Already, Guam features a wide range of military assets, including the Air Force's largest fuel supply in the United States and its largest supply of weapons in the Pacific.
Meanwhile, Naval Base Guam, with its protected deep-water harbor, is building up its infrastructure, getting more homeported ships and increasing the training opportunities it is able to offer, Navy Lt. Cmdr. Doug Lito told the group.
The base is home port to two submarines, with a third to be added in December, a submarine tender and two Coast Guard cutters. Another 15 ships are forward deployed to Guam, Lito said.
Perhaps the most compelling reason for increasing the U.S. military presence in Guam, Maj. Gen. Dennis Larson, commander of Andersen Air Force Base, told the group, is the fact that it offers a slice of America in one of the world's most strategic locations. This, he said, gives military planners and operators far more leeway in conducting operations than they typically find at overseas bases.
"It lets us deploy forces to here and employ forces from here with a lot fewer restrictions than in any other part of the world," said Wolborsky.
White invited participants in the Joint Civilian Orientation Conference to return to Guam in a few years to see the changes ahead.
"It's been said that Andersen will be the key air force base for the 21st century, and I believe it," he said. "This region of the world is very important, and it's a critical time in the future of this base."
While visiting Guam during a weeklong trip through the Pacific to observe U.S. military operations, the civilian leaders witnessed some of the current operations taking place on the island.
They traveled to Naval Base Guam to watch Explosive Ordnance Disposal Mobile Unit 5 demonstrate its bomb-disposal techniques.
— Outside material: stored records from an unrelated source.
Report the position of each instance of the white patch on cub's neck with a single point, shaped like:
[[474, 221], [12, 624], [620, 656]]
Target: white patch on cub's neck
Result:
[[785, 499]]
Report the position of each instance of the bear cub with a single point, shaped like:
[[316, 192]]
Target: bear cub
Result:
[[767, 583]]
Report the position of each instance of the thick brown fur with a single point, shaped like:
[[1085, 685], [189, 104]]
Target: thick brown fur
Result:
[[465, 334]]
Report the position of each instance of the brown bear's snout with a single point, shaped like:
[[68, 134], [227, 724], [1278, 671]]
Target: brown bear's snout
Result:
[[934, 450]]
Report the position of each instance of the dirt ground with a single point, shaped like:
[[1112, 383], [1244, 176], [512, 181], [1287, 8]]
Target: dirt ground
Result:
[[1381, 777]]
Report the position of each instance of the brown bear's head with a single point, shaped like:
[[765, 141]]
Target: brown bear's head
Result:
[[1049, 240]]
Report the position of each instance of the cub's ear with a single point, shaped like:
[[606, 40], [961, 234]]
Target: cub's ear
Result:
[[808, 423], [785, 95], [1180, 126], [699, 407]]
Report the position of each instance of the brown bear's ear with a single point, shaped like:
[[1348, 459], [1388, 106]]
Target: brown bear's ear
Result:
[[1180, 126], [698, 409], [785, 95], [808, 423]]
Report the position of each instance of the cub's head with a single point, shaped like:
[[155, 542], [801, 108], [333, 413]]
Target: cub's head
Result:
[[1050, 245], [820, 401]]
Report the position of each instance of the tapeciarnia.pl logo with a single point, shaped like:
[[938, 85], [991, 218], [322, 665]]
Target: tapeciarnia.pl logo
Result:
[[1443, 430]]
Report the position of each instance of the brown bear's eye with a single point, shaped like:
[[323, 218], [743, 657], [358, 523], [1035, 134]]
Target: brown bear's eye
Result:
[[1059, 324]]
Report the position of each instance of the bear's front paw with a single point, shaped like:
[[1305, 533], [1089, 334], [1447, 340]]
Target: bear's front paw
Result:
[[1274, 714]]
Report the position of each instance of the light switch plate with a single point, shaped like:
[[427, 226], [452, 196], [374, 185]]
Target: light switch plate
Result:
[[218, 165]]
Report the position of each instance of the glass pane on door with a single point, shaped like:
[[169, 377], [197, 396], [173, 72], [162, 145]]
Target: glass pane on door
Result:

Navy Petty Officer 1st Class Jeff Spengler, an explosive ordnance technician based here, jumped from a helicopter into Apra Harbor, swam to a simulated mine floating in the harbor, and tagged it with an explosive charge. He then swam away from the "mine," grabbed the helicopter's rescue harness, and was lifted onto the aircraft.
Once the helicopter left the immediate area, Conoly Phillips, retired CEO of Conoly Phillips Lincoln Mercury in Norfolk, Va., was selected from the civilian group to detonate the device, creating a huge explosion in the harbor.
At Naval Base Guam, the group also saw a display of Naval Mobile Construction Battalion 3's equipment and an MH-60 Knight Hawk helicopter used by Helicopter Combat Support Squadron 5 to conduct search-and-rescue missions in the region.
Later, at Andersen Air Force Base, group members met the crew and climbed aboard one of six B-52H Stratofortress bombers deployed for a four-month rotation from Barksdale Air Force Base, La. White said B-52s from Barksdale and Minot Air Force Base, N.D., began regular deployments to Guam in February -- a significant step since the last permanently based B-52s left Guam in 1991.
Larson told the Joint Civilian Orientation Conference visitors the activities they observed today -- and plans for the future still on the drawing board -- will contribute to Guam's role in U.S. defense.
"Our primary job is to be ready for any crisis," he said. "If we do this right, we can continue to help provide security and maintain peace in this region."